それでも、病院にこもっているのは気が引けた。
僕が病院にいてもいなくても、きっと状況は変わらない。僕は英雄じゃないから、あの化け物を倒して、世界を救うことなんて出来ない。
病院から出たことは、おそらく僕の自己満足だ―・・・。
洋服などが詰まった鞄を右肩に下げ、僕は家へと続く道を歩いていた。
ここまではあいつは来なかったのだろう。人々が笑いながら、僕の横を通り抜けていった。
そんな彼らを見遣って、僕は深い溜息をついた。
僕は何をしているのだろう。一般人なのだから、おとなしくしていればいいものを。
あの悪魔・・・いや、死神と戦うなんて馬鹿げている。

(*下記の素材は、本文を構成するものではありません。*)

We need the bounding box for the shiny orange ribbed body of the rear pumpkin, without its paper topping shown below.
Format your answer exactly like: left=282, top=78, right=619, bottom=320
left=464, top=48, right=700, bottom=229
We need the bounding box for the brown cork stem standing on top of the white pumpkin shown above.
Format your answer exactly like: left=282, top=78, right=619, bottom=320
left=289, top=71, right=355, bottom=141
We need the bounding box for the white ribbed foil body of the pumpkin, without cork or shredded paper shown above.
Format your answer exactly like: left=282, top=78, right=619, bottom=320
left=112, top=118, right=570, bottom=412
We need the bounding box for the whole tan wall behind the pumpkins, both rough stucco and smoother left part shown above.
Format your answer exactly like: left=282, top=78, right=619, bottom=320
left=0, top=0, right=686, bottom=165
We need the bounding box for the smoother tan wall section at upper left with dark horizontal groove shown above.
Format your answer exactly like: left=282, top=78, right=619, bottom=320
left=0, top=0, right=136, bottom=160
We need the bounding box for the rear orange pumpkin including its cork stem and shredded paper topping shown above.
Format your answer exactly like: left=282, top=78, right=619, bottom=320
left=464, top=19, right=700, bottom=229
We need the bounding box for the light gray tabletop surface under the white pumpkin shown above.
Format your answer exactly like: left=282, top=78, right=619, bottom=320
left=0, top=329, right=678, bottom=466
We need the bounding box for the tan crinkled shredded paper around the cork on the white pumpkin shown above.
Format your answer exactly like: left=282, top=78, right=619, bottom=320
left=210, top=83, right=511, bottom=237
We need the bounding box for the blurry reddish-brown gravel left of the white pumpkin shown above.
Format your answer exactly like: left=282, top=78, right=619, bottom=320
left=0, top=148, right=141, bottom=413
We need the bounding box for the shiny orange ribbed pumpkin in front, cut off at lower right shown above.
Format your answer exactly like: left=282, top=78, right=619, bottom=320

それこそ自殺行為だ。
僕は歩く速度を速めた。
家でおとなしくしていよう。きっと、あの凛狛とかいう男がどうにかしてくれる。
僕は体を休めることを最優先しよう。
あっという間に家に着き、僕は三日ぶりの家を見上げた。
茶色の屋根に、薄い黄色の壁。近所では、そこそこ大きな家だ。
三日前は鬱陶しく感じていた家が、今は恋しかった。ここに家があるのが、奇跡だと思った。
僕は嬉しさを噛み締めながら、ゆっくりと家のドアを開けた。
「おかえりなさい」
優しく高い声。綺麗な茶色の髪を一つに束ねた母が、廊下に立っていた。
「ただいま」
何度言ったか分からない言葉が、何故か新しい言葉のように感じた。
「体はもう大丈夫なの?来ないでって言った時は、お母さんびっくりしたわよ」
母が歩み寄ってきて、僕の肩から鞄を取った。
「ごめんなさい。子ども扱いされるのが嫌だったから」
僕は母とは目を合わさず、家へと上がった。
それは嘘だ。本当は母を巻き込みたくなかったのだ。もしかしたら、死神が僕を殺そうとするかもしれない。襲ってこないという保障はないのだ。